Cian Hartung

Mehrere Schüler und Pendler warten ungeduldig auf den Ausstieg. Langsam manövriert der Kapitän die Backbord-Seite der „Seegold„ an den Überlinger Landungssteg. Es ist halb acht Uhr morgens, in wenigen Minuten beginnt der Unterricht an den Überlinger Schulen. Schließlich öffnet ein Fährenmitarbeiter das Absperrband und macht den Passagieren den Weg über die Sicherheitsbrücke auf den Steg frei.

Transportiert im Sommer vorwiegend Touristen, im Winter hauptsächlich Pendler: das Schiff „Seegold“
Transportiert im Sommer vorwiegend Touristen, im Winter hauptsächlich Pendler: das Schiff „Seegold“ | Bild: Cian Hartung

In Winterjacke eingepackt, verlässt auch die Lehrerin Nicole Radzuweit mit ihrem E-Bike das Schiff. Um 7.50 Uhr beginnt der Unterricht, erzählt sie. Dank der „Seegold„ und ihres E-Bikes ist sie jeden Morgen rechtzeitig im Klassenraum. Das mögliche Aus des Winterdienstes bereitet ihr große Sorgen, sagt sie: „Mein ganzer Alltag ist auf diese Fährverbindung ausgelegt.“

Ist als Lehrerin an einem Überlinger Gymnasium beruflich auf die Fährverbindung angewiesen: Pendlerin Nicole Radzuweit.
Ist als Lehrerin an einem Überlinger Gymnasium beruflich auf die Fährverbindung angewiesen: Pendlerin Nicole Radzuweit. | Bild: Cian Hartung

Die „Seegold„-Pendler haben sich mittlerweile zu einer Gruppe formiert, berichtet Radzuweit. Neben einer Unterschriftenliste mit mehr als 300 Teilnehmern, die die Pendler an die Oberbürgermeister von Konstanz und Überlingen übergeben haben, überlegen sie, eine Auto-Fahrgemeinschaft zu gründen. Noch sei die Idee nur ein Spaß. Doch je näher das Jahresende komme, desto ernster werde es mit dem Plan. „Nun muss ich aber los“, entschuldigt sie sich und steigt auf ihr Fahrrad.

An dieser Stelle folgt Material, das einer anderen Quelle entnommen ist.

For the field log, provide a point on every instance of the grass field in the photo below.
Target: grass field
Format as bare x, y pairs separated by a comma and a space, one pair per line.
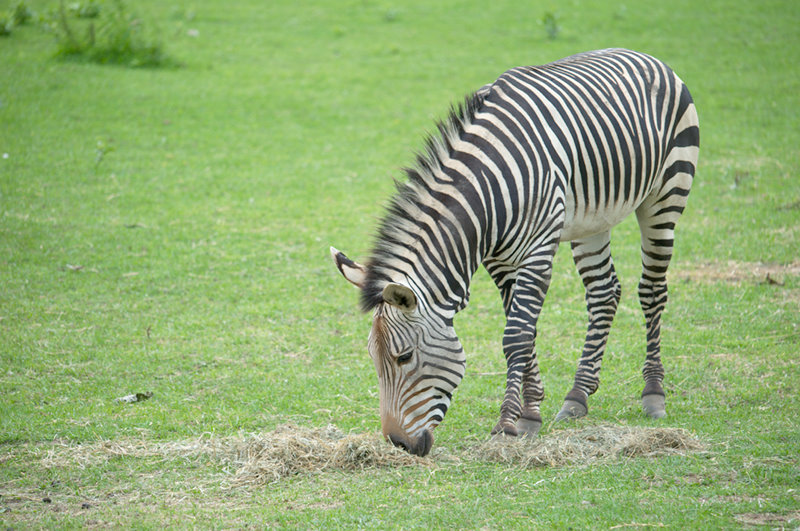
166, 231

„Dann müssten wir unsere Mitarbeiter zum Arbeitsamt schicken“

Seit 1949 besteht die Linie zwischen Konstanz-Wallhausen und Überlingen, erzählt der langjährige Schiffsführer Ewald Giess bei der folgenden Überfahrt nach Wallhausen. Anfangs wurde sie von Giess‘ Vater Viktor mit einem Fischerboot für Touristen betrieben, später änderte sich nicht nur der Untersatz, sondern auch die Kundschaft. 1967 übernahm Giess den Familienbetrieb. Auch sein Sohn Michael und sein Enkel Dennis arbeiten auf der Linie.

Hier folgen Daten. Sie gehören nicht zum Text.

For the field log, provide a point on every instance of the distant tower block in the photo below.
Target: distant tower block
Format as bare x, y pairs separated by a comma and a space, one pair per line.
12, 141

Im Sommer nutzen viele Touristen die Verbindung, im Winter sitzen vor allem Schüler, Pendler und Anwohner an Bord. Seit 1996 wird die Betreiberfirma von den Städten Konstanz und Überlingen finanziell unterstützt. Doch der Vertrag läuft zum Ende dieses Jahres aus, die Verhandlungen über eine Verlängerung stocken.

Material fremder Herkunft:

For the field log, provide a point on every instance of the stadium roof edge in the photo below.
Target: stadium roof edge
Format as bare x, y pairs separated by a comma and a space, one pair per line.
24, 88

Einst kostete eine Fahrt 40 Pfennig, heute sind es 3,40 Euro: Ein alter Fahrplan der Fährverbindung hinter der Kaffeebar der ...
Einst kostete eine Fahrt 40 Pfennig, heute sind es 3,40 Euro: Ein alter Fahrplan der Fährverbindung hinter der Kaffeebar der „Seegold“. | Bild: Cian Hartung

Bislang teilten sich die Städte Konstanz und Überlingen den monatlichen Zuschuss von 4000 Euro. Für die neue Finanzspritze bittet die Firma aber um einen erhöhten Zuschuss, nämlich 10 000 Euro. Dahinter stünden steigende Betriebskosten, die Corona-Krise und der Einbau eines 25 000 Euro teuren Rußpartikelfilters, erklärt Ewald Giess. „Damit sind wir das einzige Privatschiff auf dem See, die so modern sind“, stellt er klar. „Aber selbst mit dieser Erhöhung verdienen wir kein Geld.“

Wie ein Winter ohne Fährdienst für Ewald Giess und den Betrieb wäre? Darauf will der 76-Jährige nicht im Detail eingehen. Er sagt dazu nur: „Dann müssten wir unsere drei Mitarbeiter zum Arbeitsamt schicken. Dabei wollten wir im kommenden Frühjahr noch einen Lehrling einstellen.“

„Ich müsste für das nächste Jahr umziehen“

In Wallhausen steigt die Dettingerin Olivia Schnepf hinzu. Sie hält Fahrgemeinschaften um den Überlinger See für keine sinnvolle Idee. In einer Runde von Pendlern sitzt sie neben Ewald Giess am Fenster und sagt: „Das bedeutet nur einen Mehraufwand und mehr Fahrzeit für alle hier.“ Die anderen nicken. Als Kulturreferentin in einer Überlinger Seniorenresidenz sei auch sie auf die tägliche Fährverbindung angewiesen.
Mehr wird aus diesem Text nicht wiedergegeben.